Democracy Notes
By Alex Reyes/The Guardsman
The United States’ Founding Fathers understood that a free people should be allowed to practice any and all religions or no religion at all.
But they also knew from the murderous role religion has played throughout human
history that church and state should be separate.
The Republican Party-dominated Arizona Legislature’s passage of a bill Feb. 20
allowing business owners to deny service to gay and lesbian customers on religious grounds provides living proof of how far too many Americans continue to stray from their nation’s democratic ideals.
Bowing to business and even party pressure, Arizona Gov. Jan Brewer, a Republican, vetoed Senate Bill 1062 six days later.
The Arizona Legislature’s “Right to Discriminate” bill is the latest exhibit to appear inthe still active case of democratic human rights versus the anti-democratic and inhumane in America.
Businesses and business interests ranging from American and Delta Airlines, Apple, Intel and Marriott Hotels voiced their opposition to the “Right to Discriminate” bill.
The NFL, which has scheduled next year’s Super Bowl to take place in Phoenix, had left open the possibility of moving the game to another, more tolerant location.
But American business was not alone in lending advice to Gov. Brewer.
Republican Party stalwarts Mitt Romney, Newt Gingrich and Arizona’s U.S. Senators John McCain and Jeff Flake leaned on Brewer to veto the bill.
Even three Republican state senators who voted for the bill turned tail and spoke out against it after learning that it would have actually allowed business people to discriminate.
Is there a literacy test for Arizona legislators?
Conservative America and its Republican Party’s war on non-heterosexuals is longstanding and has often served to their advantage.
Those within the Republican Party and its religious right who are still rooting for this strain of tried-and-true, divide-and-conquer strategy must be confused about the country in which they’re now living in.
Since becoming unhinged by Barack Obama’s presidential victory in 2008, the
Republican Party has become a clear and present danger to democracy in America.
According to a PBS Frontline segment, on the night of Obama’s first presidential inauguration in January 2009, top Republican Party poobahs met at a Washington, D.C. steakhouse.
The group agreed that the Republican Party should fight everything the new democratically-elected president would propose.
The party implemented the strategy and have only “double-downed” on their attempt to congressionally nullify the Obama presidency since he won re-election in November 2012.
But the Republican war on the democratic aspirations of the American people has not stopped there.

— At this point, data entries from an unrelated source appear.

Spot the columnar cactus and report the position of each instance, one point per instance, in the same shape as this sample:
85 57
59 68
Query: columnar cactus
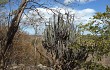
59 34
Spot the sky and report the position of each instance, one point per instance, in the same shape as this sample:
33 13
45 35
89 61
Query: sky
83 9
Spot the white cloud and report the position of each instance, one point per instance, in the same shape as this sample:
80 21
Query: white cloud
81 16
73 1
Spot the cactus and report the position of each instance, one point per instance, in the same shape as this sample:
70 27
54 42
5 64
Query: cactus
59 34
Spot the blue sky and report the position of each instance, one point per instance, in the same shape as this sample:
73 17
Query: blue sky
84 9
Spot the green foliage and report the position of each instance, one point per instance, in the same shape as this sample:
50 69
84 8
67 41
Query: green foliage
3 1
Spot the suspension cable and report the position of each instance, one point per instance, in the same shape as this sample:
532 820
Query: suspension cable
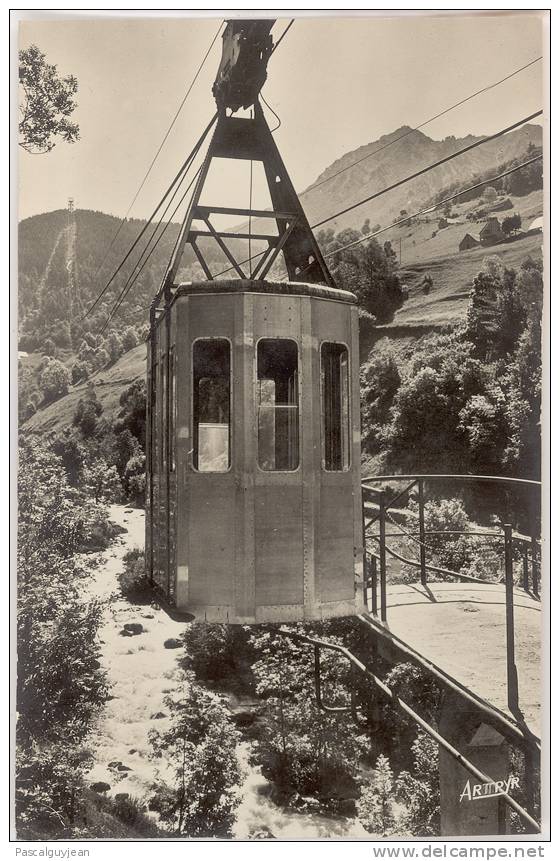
435 206
141 186
416 128
429 168
178 178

In 2013 alone, Republican Party lawmakers proposed 82 voter-restriction laws in 31states.
The party’s national campaign to deny as many traditionally-Democratic voters of their fundamental democratic right is not just political or partisan in nature. It is anti-democratic on its face.
Ditto the “Grand Old Party’s” ongoing attempt to allow Americans to discriminate under cover of their mean-spirited “faith.”